Kane Walker raped and beat an elderly woman he followed home from a bank. Robert Rodriguez Johnson raped a woman and slashed her neck with a box cutter, leaving her for dead. Joseph Manning and Quentin Kendrick, Allen Brown Bailey and Kyle Evan Johnson each assaulted numerous female victims. Women in Athens were warned not to walk alone after one rapist attacked three women two months after the Georgia hate-crimes law went into effect. Women were warned not to use MARTA alone at least twice since that time. Elderly women were terrified by a serial rapist stalking retirement apartments on Ponce de Leon. Razon Jefferson and Charles Pearson raped and kidnapped a Morris Brown student and burned her to death in the trunk of her car, apparently on a sexual whim. A child was gang-raped by an entire community of men in Marietta. A gang of rapists recorded their victim on videotape.

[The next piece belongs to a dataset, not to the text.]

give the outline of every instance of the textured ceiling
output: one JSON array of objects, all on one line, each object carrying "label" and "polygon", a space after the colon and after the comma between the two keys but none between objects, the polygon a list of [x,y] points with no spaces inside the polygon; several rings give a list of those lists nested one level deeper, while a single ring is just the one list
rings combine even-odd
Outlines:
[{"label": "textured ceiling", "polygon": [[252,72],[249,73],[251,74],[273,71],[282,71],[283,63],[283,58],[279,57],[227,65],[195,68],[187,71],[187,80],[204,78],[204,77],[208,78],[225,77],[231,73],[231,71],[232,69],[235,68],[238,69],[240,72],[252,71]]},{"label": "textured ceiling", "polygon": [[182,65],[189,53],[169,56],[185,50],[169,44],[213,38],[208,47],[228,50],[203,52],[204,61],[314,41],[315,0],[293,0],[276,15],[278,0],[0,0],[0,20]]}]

None of these crimes was prosecuted as a hate crime because the victims were women.

Three months after Jessica Marie Schultz was found tied to a tree in Roseland Cemetery, I attended a conference on hate crimes held in Atlanta. One speaker after another got up and talked about the history of lynching in Georgia, about the murder of Leo Frank in Marietta in 1915, about the unassailable terror that comes from knowing you’re a target of crime simply because of who you are. I sat in the audience thinking that the speakers were talking about the types of things that still happen to women because they’re women. I didn’t know then what I know now.

They were talking about anybody but women.